Illa ha asegurado que su ejecutivo ya está tomando medidas para frenar cualquier intento de apropiación ilegal de viviendas. Además, ha subrayado que no permitirá abusos que pongan en riesgo el derecho de los residentes a permanecer en sus barrios, ni en Gràcia ni en ningún otro punto de Cataluña. Esta declaración llega en un momento de máxima tensión, con protestas en aumento y la comunidad movilizada para defender sus casas.
El anuncio del presidente ha sido recibido con alivio por parte de los afectados, que ven en el respaldo institucional una oportunidad para frenar los desalojos. Sin embargo, la situación sigue siendo delicada y muchos temen que la presión inmobiliaria continúe creciendo en barrios emblemáticos de Barcelona.

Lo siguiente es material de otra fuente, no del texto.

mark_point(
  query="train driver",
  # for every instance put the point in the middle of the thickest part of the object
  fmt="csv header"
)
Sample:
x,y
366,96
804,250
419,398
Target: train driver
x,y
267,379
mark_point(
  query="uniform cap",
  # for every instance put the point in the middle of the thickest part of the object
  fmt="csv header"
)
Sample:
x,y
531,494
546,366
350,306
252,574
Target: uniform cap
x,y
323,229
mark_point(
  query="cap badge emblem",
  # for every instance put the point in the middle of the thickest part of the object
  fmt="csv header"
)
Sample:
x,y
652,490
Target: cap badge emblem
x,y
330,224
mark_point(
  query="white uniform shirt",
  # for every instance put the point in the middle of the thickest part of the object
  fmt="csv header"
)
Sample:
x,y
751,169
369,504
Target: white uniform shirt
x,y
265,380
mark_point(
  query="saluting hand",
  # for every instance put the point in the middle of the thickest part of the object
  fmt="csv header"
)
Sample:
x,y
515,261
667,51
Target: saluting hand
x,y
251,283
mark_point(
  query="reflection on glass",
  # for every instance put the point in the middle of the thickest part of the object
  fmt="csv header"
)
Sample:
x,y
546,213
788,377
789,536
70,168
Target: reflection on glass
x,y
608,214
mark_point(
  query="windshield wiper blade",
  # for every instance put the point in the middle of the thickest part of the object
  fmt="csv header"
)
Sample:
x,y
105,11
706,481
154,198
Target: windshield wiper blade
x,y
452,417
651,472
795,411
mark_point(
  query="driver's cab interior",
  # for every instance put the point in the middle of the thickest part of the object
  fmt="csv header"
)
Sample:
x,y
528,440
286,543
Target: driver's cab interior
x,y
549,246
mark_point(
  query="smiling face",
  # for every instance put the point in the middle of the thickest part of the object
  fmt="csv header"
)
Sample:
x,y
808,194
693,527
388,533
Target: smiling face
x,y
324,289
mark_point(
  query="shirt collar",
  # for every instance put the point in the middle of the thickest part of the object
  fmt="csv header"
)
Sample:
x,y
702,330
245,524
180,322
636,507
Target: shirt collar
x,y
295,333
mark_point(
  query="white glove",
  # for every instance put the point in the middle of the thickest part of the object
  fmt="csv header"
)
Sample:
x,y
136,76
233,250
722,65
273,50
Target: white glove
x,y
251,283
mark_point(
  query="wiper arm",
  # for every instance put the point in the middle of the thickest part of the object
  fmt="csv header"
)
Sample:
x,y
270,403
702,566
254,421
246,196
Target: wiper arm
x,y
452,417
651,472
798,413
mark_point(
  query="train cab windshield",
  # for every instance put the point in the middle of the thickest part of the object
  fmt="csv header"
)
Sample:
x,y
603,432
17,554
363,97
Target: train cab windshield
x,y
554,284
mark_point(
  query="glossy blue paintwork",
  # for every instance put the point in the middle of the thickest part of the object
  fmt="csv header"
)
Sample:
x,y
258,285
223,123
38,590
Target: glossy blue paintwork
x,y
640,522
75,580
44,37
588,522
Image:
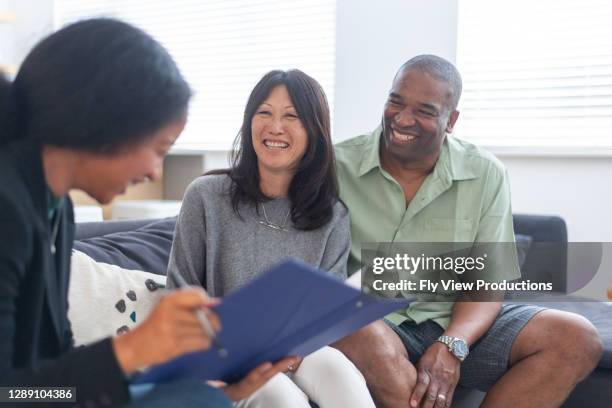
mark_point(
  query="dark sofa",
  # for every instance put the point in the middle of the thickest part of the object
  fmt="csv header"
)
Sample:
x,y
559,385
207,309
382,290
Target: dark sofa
x,y
145,245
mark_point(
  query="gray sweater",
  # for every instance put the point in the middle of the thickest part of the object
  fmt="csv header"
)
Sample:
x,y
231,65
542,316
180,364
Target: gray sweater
x,y
215,248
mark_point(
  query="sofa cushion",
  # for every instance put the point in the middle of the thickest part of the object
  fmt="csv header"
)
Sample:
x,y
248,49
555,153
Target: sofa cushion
x,y
106,300
146,248
597,313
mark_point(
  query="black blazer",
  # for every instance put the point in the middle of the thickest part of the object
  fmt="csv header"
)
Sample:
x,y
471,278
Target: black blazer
x,y
36,347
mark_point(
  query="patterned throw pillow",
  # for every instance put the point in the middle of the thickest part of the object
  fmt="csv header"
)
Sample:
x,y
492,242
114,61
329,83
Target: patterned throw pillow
x,y
106,300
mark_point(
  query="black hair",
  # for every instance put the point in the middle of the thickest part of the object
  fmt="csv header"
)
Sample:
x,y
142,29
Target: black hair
x,y
314,188
97,85
440,69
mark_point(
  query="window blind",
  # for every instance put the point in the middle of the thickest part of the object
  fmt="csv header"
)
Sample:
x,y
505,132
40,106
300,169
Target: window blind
x,y
536,73
224,47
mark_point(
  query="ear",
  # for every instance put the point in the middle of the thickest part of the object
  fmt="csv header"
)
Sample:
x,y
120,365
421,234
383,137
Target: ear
x,y
450,125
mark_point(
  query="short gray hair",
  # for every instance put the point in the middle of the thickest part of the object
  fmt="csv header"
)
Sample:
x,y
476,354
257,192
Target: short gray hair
x,y
440,69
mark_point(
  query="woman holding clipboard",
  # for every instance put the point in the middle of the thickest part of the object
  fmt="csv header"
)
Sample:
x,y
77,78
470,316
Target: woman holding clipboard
x,y
95,106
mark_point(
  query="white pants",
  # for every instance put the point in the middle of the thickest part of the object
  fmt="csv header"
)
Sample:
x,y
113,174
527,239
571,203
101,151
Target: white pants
x,y
326,377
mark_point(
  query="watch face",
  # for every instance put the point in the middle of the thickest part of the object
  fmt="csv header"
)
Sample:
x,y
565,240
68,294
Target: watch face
x,y
460,349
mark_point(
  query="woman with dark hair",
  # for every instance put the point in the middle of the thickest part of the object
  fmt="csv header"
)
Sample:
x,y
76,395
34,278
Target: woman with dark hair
x,y
95,106
279,199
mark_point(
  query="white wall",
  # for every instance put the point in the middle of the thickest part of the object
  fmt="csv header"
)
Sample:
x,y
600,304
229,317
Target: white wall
x,y
372,42
373,39
34,20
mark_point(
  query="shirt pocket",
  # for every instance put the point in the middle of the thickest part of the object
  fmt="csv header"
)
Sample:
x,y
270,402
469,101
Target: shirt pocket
x,y
451,229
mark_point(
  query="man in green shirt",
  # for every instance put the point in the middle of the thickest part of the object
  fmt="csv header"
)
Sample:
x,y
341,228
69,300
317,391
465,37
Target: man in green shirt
x,y
409,182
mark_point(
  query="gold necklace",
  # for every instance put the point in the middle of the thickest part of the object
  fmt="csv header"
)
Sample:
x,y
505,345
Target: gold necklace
x,y
266,222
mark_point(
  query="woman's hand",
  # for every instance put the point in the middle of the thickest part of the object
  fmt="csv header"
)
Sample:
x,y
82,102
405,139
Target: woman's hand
x,y
255,379
170,330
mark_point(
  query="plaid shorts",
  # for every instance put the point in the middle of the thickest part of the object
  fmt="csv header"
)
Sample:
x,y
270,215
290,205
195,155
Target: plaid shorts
x,y
488,358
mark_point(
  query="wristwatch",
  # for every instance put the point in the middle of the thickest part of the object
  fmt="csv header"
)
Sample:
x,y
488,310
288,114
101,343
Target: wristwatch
x,y
458,347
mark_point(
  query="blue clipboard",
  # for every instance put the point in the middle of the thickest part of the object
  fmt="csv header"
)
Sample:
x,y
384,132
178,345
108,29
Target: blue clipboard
x,y
292,309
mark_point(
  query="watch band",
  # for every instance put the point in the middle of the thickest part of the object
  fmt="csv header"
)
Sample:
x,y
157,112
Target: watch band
x,y
449,342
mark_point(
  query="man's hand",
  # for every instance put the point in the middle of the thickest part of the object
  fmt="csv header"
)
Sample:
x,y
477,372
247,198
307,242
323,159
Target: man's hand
x,y
437,377
256,378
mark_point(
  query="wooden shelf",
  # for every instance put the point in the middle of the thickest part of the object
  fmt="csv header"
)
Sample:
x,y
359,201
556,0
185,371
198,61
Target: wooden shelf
x,y
7,17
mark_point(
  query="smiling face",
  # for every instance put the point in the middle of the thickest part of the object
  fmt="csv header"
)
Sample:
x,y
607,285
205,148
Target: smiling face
x,y
417,116
105,176
278,135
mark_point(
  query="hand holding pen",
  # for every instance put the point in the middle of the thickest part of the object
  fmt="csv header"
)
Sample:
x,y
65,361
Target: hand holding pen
x,y
201,316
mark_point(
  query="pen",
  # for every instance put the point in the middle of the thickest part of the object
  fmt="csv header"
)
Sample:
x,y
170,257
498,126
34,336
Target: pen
x,y
201,316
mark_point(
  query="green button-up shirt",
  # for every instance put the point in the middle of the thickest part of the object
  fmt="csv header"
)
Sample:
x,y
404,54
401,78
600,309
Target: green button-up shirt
x,y
465,199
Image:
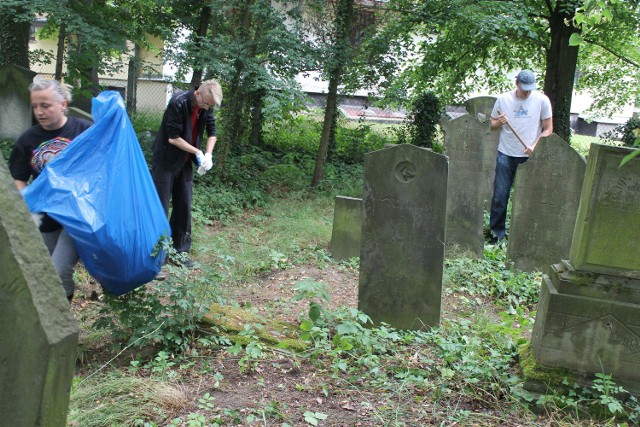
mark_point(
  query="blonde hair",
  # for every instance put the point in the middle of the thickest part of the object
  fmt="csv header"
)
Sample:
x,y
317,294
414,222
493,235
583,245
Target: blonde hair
x,y
62,91
214,89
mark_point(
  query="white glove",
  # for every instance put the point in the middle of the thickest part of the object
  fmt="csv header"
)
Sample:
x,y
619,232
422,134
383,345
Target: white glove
x,y
207,162
199,158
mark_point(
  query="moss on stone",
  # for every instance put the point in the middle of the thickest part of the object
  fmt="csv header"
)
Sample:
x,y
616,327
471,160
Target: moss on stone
x,y
533,371
274,332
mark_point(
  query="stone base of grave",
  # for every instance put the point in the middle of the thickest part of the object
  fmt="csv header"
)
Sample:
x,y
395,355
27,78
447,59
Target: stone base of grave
x,y
589,323
347,225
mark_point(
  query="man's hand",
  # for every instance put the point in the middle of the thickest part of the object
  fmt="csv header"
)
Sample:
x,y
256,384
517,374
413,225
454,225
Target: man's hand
x,y
498,122
199,157
207,162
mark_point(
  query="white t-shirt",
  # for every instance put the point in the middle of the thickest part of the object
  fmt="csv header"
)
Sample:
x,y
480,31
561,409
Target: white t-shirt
x,y
525,116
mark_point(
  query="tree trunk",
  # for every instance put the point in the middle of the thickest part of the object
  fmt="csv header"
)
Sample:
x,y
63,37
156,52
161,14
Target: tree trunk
x,y
332,104
256,118
62,36
132,80
203,26
341,48
562,60
14,39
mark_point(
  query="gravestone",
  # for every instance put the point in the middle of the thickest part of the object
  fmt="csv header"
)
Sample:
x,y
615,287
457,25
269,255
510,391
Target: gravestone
x,y
15,101
545,204
463,145
607,233
347,224
38,335
480,107
403,235
588,317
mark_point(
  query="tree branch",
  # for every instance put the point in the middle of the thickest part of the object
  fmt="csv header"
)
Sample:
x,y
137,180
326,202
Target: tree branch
x,y
617,55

Gràcia, conocida por su espíritu comunitario y su resistencia a los cambios impuestos desde fuera, ha sido escenario de numerosos movimientos vecinales en defensa de la vivienda. La calle Sant Agustí, en particular, simboliza la lucha contra la especulación y la pérdida de identidad local. En los últimos años, la presión del mercado y la transformación urbana han puesto a prueba la cohesión social del barrio, convirtiéndolo en un referente de la resistencia ciudadana en Barcelona.